Occurrence of the blaCTX-M-15, blaTEM, blaOXA, and blaSHV ESBL genes in similar genetic contexts in our isolates and previous reports [11] indicates that antibiotic resistance is facilitated by either intrinsic or acquired genes found on the chromosome or mobile genetic elements (MGEs) [39]. Previous studies have highlighted the significant role of certain plasmids, such as IncF plasmids, and insertion sequence ISEc9, in enabling the widespread dissemination of genes like blaCTX-M-15, aac(6)Ib-cr, blaOXA-10 and blaTEM through vertical gene transfer processes [22]. The study isolates kp54 and kp106, harbored globally prevailing IncF plasmids replicons that have been previously reported in Enterobacteriaceae often carrying virulence genes, and their role in HGT has already been confirmed [1, 11]. The IncC plasmid replicons that were identified in water isolate kp10 are particularly important as they harbor genes conferring resistance to antibiotic classes like chloramphenicol, sulfonamide, aminoglycoside, trimethoprim and AmpC β lactamase [1]. The globally distributed plasmid IncH1B(pNDM) was identified in two isolates, namely kp5, and kp6, which have previously been reported in Morocco, the United States, and the United Kingdom [1]. The strain kp47 exhibited a plasmid repB replicon that falls under the IncFIB family. This replicon is recognized for dynamic nature and plays a crucial role in facilitating the spread of antimicrobial resistance within Klebsiella populations [40].. The presence of a wide variety of plasmid replicons carrying genetic elements associated with both resistance and virulence factors in our isolated strains is particularly noteworthy.

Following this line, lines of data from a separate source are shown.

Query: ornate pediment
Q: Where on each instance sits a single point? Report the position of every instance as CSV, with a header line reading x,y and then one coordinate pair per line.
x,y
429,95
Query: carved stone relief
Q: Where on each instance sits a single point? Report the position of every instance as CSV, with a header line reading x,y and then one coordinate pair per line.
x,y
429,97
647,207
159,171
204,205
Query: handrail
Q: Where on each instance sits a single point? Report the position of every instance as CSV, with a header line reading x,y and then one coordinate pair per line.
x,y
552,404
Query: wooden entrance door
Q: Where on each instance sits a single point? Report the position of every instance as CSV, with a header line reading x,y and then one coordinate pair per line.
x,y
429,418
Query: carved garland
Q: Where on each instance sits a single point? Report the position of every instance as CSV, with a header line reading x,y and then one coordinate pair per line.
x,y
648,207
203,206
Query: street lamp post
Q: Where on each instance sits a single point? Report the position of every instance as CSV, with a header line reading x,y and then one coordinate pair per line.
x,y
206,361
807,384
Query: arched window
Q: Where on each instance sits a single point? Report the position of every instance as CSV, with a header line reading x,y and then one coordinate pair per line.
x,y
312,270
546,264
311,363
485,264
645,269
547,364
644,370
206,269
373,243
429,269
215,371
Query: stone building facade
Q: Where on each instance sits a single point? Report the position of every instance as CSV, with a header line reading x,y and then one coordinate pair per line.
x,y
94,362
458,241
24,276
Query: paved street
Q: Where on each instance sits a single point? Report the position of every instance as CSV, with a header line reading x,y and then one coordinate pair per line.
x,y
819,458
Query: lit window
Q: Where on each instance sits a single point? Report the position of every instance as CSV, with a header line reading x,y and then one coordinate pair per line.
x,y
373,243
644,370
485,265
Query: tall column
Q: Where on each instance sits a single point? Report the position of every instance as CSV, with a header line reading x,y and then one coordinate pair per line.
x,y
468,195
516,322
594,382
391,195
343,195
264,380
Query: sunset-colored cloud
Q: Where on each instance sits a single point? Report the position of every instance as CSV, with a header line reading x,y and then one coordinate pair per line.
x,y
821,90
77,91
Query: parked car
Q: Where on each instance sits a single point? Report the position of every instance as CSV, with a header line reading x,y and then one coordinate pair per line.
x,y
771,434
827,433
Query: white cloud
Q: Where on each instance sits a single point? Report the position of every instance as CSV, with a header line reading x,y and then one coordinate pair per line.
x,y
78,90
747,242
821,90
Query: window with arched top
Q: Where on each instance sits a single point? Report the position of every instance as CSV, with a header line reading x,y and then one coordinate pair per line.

The identified integrons in our study exhibited a wide variety of gene cassettes, with particular emphasis on aadA and dfrA gene cassettes. These specific gene cassettes have been previously reported to play a significant part in the global spread of these mobile genetic elements [11].. In our study, it was observed that all the isolated strains contained Class I integrons, which have been extensively researched and are recognized for their significant contribution to the global spread of resistance genes. This is primarily due to their association with various mobile elements, further enhancing their ability to disseminate ARGs widely [41]. In two of our study isolates, we identified Integron 310, which has been previously reported to capture arr-2 and cmIA5 in Acinetobacter baumannii strains in South and East Asia as well as Portugal [42, 43]. The presence of Class I integrons in natural environments that have undergone evolutionary recombination events is well-documented, further emphasizing their importance in the acquisition and spread of antibiotic-resistance genes [42, 43]. The presence of two integrons In498 and In718 carrying dfrA12 and catB genes, respectively, in water isolate kp10 also supports the role and spread of integrons in pathogenic bacteria. All the isolates also had composite and unit transposons particularly Tn5393 along with a wide range of insertion sequences (IS). The presence of ISEc9 in the vicinity of beta-lactamase genes suggests its potential involvement in the spread or mobilization of these resistance genes within the bacterial population. The transposons identified in our study were classified as members of the Tn3 family of replicative transposons. This group of transposons is widely distributed and known to play a significant role in the dissemination of antibiotic resistance [44]. The high diversity of transposons and insertion sequences can be attributed to the plasticity of genomes [11].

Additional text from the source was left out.